そばに来て、わたしのことを思っていることを知らそうとしたのであった。かれはまさしく窓《まど》の外の往来《おうらい》にいるのであった。わたしは足音とおおぜいのぶつぶつ言う声を聞いた。マチアとボブが、きっと演芸《えんげい》を始めているのであった。
 ふとわたしはよくとおる声で、「あした夜明けに」とフランス語で言う声を聞いた。わたしはそれがなんのことだか確《たし》かにはわからなかった。とにかくあしたの夜明けにはしっかり気を張《は》っていなければならなかった。
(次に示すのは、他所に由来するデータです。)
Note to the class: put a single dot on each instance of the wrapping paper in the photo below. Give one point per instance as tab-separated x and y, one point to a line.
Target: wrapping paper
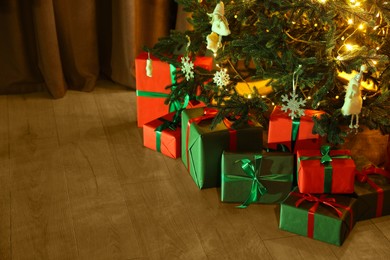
295	135
152	92
372	190
328	218
335	176
202	146
166	141
256	178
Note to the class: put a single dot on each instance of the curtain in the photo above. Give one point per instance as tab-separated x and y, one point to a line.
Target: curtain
57	45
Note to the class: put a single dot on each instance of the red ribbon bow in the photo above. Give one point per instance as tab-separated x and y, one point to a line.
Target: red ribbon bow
330	202
363	177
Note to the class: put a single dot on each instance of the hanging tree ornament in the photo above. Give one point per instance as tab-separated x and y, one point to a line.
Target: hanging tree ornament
149	67
353	99
221	78
219	23
294	104
187	66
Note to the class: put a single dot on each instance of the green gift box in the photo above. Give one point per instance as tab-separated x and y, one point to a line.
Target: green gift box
202	146
256	178
372	190
325	217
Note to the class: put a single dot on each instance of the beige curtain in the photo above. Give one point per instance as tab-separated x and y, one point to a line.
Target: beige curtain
57	45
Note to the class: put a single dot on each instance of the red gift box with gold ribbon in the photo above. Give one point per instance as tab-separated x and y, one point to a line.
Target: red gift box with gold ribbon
372	190
164	135
325	171
295	134
151	91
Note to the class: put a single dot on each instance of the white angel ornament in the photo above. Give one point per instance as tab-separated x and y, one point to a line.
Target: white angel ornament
219	23
353	99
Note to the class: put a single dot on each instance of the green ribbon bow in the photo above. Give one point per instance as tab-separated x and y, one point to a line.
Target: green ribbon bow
252	170
167	124
325	160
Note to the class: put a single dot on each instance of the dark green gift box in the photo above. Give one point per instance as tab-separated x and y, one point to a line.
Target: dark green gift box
256	178
326	217
202	146
372	190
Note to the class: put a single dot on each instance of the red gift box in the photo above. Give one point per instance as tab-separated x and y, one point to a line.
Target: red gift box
152	92
283	130
326	171
168	140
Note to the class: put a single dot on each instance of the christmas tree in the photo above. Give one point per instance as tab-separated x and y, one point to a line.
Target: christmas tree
299	54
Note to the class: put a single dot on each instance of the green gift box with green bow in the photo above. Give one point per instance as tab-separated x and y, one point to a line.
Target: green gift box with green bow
202	146
256	178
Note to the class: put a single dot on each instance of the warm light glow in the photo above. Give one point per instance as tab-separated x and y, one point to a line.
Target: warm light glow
349	46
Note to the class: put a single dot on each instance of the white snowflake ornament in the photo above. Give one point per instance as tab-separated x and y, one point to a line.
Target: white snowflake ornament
187	66
293	105
221	78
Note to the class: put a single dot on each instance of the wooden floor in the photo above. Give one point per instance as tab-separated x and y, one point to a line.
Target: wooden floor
77	183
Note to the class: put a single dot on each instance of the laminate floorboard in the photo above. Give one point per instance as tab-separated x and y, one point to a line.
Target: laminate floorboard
77	183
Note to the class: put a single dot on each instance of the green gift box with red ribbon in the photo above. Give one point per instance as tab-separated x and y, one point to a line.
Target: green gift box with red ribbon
256	177
372	190
325	171
164	135
152	92
325	217
202	146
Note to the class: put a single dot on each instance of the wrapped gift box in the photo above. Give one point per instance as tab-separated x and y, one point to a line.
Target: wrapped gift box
294	134
163	135
372	190
152	92
326	217
317	174
202	146
256	178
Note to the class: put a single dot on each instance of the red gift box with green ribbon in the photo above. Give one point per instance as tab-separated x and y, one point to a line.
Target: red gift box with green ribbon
164	135
325	217
151	91
202	146
372	190
256	177
325	171
294	134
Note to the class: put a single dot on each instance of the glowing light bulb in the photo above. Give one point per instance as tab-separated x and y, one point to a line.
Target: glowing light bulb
349	47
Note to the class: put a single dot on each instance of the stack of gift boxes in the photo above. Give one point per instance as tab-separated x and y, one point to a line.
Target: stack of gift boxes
320	191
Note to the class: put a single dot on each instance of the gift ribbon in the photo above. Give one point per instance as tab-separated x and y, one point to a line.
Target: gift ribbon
326	160
209	113
294	132
252	170
330	202
174	105
167	124
363	177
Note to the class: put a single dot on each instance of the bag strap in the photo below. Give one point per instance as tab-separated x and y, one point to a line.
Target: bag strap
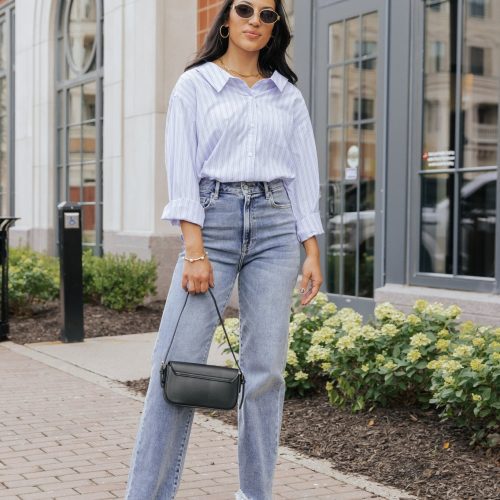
223	327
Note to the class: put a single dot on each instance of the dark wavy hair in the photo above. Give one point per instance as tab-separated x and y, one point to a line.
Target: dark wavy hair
271	57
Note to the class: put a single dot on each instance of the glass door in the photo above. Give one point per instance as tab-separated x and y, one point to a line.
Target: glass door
350	58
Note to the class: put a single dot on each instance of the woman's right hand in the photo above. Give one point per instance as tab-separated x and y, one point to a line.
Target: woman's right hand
197	276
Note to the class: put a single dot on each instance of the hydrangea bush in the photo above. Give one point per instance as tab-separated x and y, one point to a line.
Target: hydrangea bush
426	357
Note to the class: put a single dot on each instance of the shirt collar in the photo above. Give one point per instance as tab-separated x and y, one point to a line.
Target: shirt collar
218	77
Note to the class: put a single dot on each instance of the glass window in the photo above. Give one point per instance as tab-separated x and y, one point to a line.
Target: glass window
352	90
7	111
79	113
459	173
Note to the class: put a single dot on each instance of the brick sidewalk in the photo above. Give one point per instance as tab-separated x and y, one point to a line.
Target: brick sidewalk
64	437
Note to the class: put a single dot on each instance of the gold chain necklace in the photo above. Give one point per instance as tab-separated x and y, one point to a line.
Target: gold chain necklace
239	74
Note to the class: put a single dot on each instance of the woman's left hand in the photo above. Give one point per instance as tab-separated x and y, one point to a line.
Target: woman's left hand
311	278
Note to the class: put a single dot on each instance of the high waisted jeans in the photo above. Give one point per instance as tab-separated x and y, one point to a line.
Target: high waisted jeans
249	231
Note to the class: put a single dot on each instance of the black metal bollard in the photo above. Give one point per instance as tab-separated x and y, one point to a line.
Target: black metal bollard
5	223
70	260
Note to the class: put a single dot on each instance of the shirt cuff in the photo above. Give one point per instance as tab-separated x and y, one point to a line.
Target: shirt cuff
184	209
308	226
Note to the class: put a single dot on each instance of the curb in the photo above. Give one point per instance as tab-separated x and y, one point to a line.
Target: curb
315	464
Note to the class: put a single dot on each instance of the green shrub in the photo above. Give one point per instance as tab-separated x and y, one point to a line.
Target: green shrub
122	282
466	379
33	278
426	358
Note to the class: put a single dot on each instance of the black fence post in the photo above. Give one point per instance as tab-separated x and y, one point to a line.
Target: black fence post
5	223
70	259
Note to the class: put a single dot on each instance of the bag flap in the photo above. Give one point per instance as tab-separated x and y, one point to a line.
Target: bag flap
223	373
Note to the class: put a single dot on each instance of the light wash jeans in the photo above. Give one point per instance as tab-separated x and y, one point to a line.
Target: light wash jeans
249	230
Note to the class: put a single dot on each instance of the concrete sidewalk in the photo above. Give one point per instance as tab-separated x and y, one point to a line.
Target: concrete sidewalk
67	429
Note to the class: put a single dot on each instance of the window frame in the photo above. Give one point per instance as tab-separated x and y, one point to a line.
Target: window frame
61	122
7	11
414	276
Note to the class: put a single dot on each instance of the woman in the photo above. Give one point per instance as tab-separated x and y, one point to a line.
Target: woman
243	186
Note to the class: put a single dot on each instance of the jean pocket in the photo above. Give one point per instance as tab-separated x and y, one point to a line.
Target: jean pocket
278	198
206	199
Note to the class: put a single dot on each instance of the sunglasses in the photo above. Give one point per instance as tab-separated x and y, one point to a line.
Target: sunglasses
268	16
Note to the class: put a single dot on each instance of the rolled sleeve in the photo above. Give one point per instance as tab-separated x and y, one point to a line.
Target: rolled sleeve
180	157
304	189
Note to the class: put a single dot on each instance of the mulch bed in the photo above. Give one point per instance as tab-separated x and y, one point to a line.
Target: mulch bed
403	447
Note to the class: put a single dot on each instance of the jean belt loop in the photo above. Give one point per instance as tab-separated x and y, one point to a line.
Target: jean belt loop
266	189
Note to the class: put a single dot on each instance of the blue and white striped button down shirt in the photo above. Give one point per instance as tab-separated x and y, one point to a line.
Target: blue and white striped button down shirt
219	127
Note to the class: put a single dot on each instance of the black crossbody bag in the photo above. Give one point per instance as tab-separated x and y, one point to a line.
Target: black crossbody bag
201	385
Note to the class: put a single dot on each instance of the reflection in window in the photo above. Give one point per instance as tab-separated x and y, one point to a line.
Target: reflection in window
459	182
79	113
352	89
7	111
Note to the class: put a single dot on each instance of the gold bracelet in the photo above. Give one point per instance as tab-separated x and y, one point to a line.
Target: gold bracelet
197	258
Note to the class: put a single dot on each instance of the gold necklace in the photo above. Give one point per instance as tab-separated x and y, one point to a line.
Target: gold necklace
239	74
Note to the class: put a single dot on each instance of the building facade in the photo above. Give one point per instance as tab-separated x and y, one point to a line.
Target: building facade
403	97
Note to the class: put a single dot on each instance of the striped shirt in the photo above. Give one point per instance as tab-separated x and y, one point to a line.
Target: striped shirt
219	127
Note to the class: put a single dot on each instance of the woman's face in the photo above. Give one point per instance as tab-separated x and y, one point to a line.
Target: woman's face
239	26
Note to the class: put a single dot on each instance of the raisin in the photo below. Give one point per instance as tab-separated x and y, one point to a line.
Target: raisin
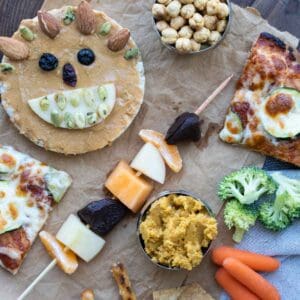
86	56
48	62
69	75
102	215
185	127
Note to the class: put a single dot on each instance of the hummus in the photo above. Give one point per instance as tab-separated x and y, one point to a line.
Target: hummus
28	81
175	230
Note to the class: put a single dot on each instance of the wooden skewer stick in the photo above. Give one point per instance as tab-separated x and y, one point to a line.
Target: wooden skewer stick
217	91
41	275
36	281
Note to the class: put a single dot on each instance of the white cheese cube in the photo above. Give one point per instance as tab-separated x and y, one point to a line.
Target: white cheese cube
80	239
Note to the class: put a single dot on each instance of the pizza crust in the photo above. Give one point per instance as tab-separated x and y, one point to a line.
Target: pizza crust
271	64
29	81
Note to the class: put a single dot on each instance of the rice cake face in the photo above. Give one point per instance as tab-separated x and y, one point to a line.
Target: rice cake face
29	81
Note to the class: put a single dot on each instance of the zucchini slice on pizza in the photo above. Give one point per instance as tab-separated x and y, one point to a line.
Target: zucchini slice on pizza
28	191
264	114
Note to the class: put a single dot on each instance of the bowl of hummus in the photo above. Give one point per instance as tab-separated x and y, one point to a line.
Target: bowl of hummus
175	230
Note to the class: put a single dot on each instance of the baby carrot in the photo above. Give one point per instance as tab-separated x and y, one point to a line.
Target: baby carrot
252	280
234	289
255	261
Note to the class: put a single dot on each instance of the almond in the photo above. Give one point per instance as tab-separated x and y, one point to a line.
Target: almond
13	49
85	18
119	40
48	24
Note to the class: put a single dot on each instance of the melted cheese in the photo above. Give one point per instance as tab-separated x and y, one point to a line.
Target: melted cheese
284	123
18	206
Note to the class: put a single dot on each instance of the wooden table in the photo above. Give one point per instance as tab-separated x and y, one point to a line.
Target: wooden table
283	14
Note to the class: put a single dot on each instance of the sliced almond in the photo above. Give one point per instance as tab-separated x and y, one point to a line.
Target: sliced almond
13	49
119	40
85	18
48	24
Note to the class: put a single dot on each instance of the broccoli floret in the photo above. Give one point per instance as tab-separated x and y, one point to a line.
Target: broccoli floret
279	214
292	187
246	185
275	215
239	216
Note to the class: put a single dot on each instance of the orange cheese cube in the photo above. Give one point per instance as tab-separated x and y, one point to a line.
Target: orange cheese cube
130	189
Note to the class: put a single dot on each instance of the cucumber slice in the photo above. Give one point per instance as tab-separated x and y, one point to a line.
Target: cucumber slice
62	109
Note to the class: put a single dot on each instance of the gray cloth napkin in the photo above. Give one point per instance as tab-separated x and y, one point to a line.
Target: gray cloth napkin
284	245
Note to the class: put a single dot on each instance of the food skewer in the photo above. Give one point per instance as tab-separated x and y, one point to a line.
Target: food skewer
37	280
187	125
60	244
213	95
66	257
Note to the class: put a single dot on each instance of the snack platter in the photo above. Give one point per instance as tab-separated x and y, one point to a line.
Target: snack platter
74	85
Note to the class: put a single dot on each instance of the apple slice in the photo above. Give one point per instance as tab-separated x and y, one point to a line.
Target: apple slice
150	162
76	109
81	240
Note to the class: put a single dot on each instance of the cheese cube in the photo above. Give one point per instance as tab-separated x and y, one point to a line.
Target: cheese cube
81	240
130	189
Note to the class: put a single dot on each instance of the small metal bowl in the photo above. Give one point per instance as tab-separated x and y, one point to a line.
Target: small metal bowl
143	215
206	46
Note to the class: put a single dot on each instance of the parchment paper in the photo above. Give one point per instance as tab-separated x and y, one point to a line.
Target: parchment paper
173	84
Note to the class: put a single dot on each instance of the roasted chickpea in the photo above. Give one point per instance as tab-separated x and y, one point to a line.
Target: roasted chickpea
159	11
221	25
223	11
173	8
187	11
162	25
177	22
184	45
202	35
185	32
214	37
200	4
169	35
210	22
196	22
212	7
164	2
195	46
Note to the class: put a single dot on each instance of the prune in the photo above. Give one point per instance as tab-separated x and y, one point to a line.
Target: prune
69	75
102	215
86	56
185	127
48	62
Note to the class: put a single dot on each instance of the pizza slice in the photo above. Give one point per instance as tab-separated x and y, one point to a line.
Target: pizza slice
264	114
28	191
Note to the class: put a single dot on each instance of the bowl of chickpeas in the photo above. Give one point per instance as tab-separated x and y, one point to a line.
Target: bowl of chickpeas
191	26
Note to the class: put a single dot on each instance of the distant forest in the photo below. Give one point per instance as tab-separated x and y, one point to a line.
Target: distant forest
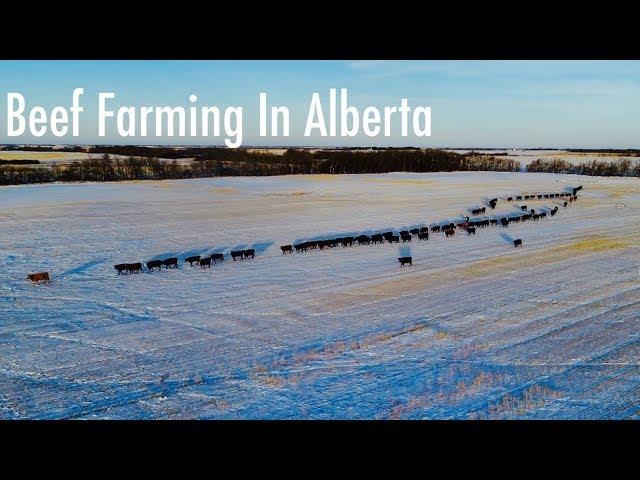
214	162
161	163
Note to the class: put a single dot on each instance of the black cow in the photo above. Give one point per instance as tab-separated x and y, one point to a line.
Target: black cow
363	239
134	267
154	264
170	262
404	260
122	267
193	259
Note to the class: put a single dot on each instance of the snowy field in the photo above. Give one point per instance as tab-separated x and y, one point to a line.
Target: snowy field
474	329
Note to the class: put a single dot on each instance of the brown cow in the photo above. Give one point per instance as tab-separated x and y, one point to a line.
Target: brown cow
39	277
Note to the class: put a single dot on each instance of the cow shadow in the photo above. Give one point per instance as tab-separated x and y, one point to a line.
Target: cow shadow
506	237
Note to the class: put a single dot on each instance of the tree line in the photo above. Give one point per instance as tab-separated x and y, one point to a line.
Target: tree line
619	168
216	162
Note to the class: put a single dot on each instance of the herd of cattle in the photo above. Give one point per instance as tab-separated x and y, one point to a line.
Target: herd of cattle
449	229
422	233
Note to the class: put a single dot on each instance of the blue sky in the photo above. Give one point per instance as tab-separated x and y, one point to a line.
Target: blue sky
586	104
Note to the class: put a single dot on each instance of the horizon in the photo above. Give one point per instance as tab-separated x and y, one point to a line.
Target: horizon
558	104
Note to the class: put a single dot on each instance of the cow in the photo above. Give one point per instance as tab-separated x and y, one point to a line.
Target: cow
151	264
363	240
121	267
404	260
39	277
170	262
193	259
347	241
134	267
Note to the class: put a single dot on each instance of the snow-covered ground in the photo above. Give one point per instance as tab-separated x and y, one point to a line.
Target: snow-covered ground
475	329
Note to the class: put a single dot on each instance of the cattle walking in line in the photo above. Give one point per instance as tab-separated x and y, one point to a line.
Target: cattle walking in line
404	260
170	262
39	277
151	264
134	267
121	267
193	259
363	239
286	249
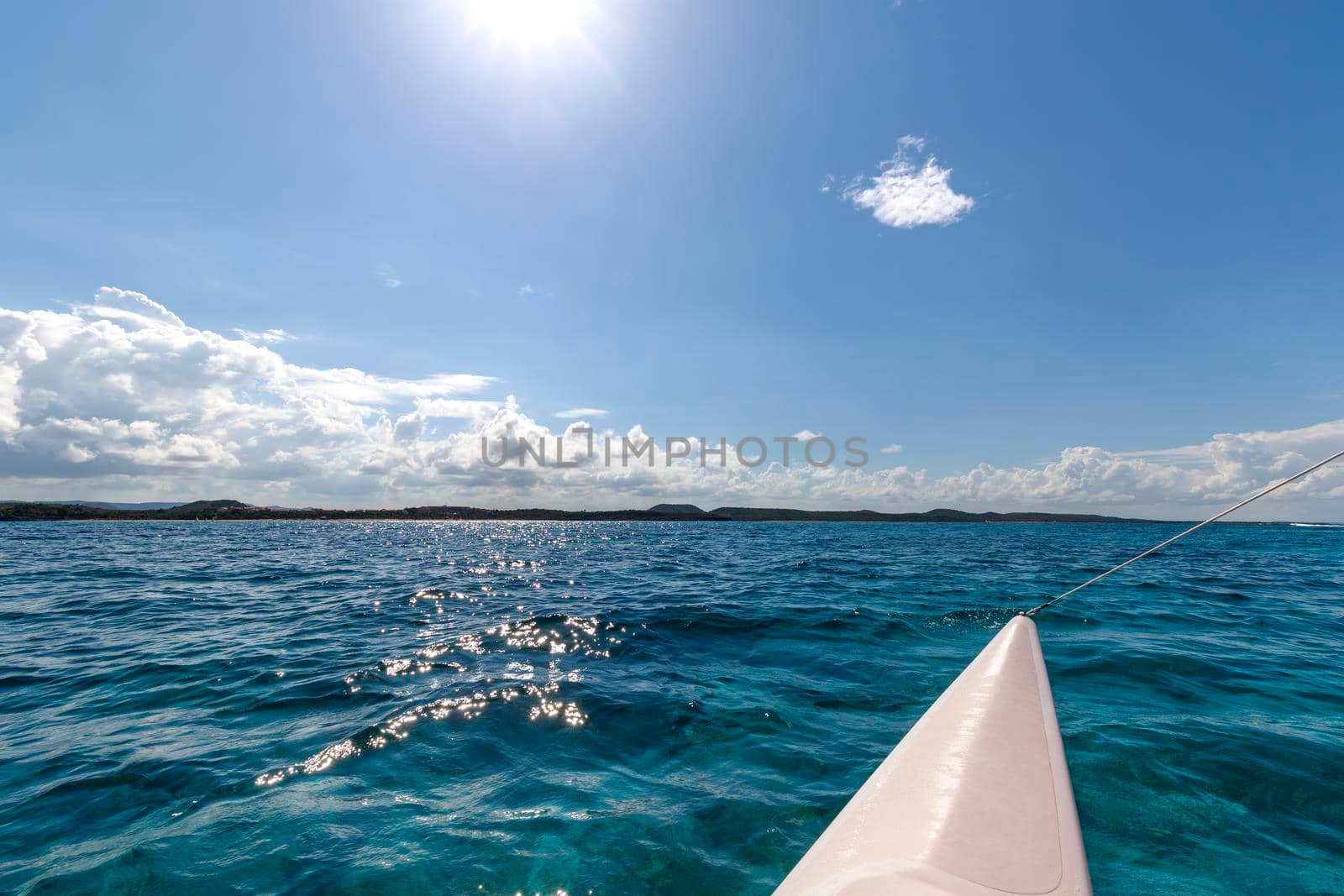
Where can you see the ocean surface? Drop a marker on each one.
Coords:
(635, 707)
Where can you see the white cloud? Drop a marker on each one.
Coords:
(121, 399)
(268, 336)
(907, 192)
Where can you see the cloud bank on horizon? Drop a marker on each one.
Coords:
(121, 399)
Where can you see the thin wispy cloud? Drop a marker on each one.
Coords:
(909, 190)
(265, 338)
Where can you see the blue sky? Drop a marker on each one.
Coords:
(631, 217)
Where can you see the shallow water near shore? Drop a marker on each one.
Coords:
(635, 707)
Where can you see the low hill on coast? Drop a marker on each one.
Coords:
(228, 510)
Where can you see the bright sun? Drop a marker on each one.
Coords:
(530, 23)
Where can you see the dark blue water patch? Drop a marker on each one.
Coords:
(667, 708)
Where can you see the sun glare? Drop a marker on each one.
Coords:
(528, 23)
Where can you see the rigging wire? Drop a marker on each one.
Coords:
(1182, 535)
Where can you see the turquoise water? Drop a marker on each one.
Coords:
(624, 708)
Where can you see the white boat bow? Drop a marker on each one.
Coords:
(974, 799)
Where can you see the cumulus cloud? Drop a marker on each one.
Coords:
(266, 336)
(909, 192)
(120, 398)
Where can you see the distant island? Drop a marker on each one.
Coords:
(226, 510)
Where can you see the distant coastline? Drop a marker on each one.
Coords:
(228, 510)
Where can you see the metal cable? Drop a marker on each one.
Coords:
(1182, 535)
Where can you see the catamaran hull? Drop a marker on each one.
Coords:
(974, 799)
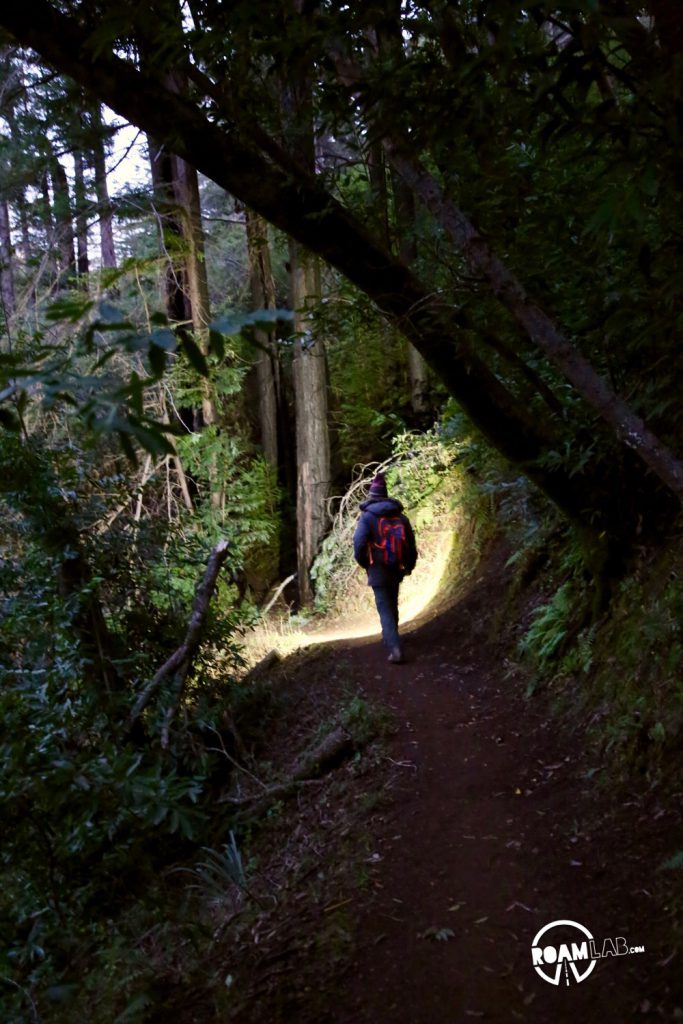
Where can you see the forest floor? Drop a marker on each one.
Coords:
(434, 861)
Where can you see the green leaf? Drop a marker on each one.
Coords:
(195, 356)
(8, 419)
(216, 344)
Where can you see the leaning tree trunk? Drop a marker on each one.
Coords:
(6, 264)
(240, 157)
(267, 361)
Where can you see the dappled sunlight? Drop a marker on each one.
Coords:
(418, 592)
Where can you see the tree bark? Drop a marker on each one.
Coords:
(177, 667)
(595, 390)
(312, 435)
(252, 166)
(404, 214)
(80, 200)
(6, 265)
(267, 360)
(107, 247)
(63, 223)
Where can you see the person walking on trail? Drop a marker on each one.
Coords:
(384, 545)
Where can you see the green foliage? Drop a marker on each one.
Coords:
(420, 473)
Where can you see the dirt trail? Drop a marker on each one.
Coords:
(493, 832)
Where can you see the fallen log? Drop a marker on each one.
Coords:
(178, 665)
(332, 750)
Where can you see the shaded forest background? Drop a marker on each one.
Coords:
(442, 236)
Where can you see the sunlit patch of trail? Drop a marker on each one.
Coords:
(418, 592)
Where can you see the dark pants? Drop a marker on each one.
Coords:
(386, 599)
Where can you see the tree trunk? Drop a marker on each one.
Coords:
(107, 248)
(408, 252)
(267, 361)
(185, 185)
(6, 265)
(312, 438)
(63, 222)
(595, 390)
(253, 166)
(80, 198)
(389, 42)
(186, 289)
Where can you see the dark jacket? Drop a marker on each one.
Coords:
(367, 532)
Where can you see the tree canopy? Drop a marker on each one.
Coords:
(541, 142)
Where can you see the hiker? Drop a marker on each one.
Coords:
(384, 545)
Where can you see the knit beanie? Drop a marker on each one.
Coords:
(378, 486)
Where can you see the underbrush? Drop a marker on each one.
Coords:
(620, 670)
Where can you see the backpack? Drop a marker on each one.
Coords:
(389, 550)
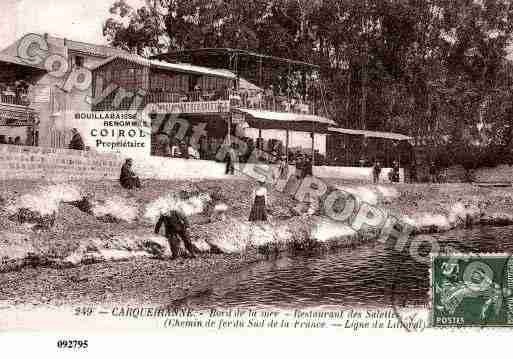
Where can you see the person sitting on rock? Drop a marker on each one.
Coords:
(76, 142)
(85, 204)
(176, 227)
(127, 178)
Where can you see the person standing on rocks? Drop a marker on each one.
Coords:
(176, 227)
(259, 210)
(127, 177)
(376, 171)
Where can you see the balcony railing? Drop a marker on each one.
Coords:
(240, 99)
(11, 98)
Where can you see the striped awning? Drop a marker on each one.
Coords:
(370, 134)
(16, 116)
(286, 116)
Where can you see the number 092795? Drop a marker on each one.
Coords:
(72, 344)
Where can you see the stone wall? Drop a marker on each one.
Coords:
(23, 162)
(56, 164)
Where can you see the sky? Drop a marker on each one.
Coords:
(79, 20)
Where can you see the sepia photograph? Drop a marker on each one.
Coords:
(263, 165)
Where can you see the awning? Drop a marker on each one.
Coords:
(373, 134)
(286, 116)
(175, 67)
(12, 115)
(248, 86)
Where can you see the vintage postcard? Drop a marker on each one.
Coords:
(291, 166)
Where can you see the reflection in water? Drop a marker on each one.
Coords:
(370, 275)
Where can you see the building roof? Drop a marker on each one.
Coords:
(286, 116)
(93, 49)
(373, 134)
(241, 52)
(192, 69)
(6, 58)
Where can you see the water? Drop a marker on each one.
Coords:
(371, 275)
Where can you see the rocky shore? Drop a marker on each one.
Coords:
(84, 259)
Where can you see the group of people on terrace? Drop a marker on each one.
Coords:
(14, 93)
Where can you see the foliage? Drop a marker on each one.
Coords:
(433, 69)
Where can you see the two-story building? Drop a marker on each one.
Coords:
(218, 99)
(34, 97)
 暗くなるとさっそくわたしはハンモックにはいった。たいへんつかれてはいたけれど、ねこむにはなかなか手間がとれた。そのうちやっとぐっすりねこんだ。目が覚《さ》めるともう夜中であった。星は暗い空にかがやいて、沈黙《ちんもく》がすべてを支配《しはい》していた。時計は三時を打った。わたしはこれで一時間、これで十五分と勘定《かんじょう》していた。かべによりかかりながら、じっと目を窓《まど》に向けて、星が一つ一つ消えてゆくのをながめた。遠方には鶏《とり》がときを作る声が聞こえた。もう明け方であった。
 わたしはごく静《しず》かに窓《まど》を開けた。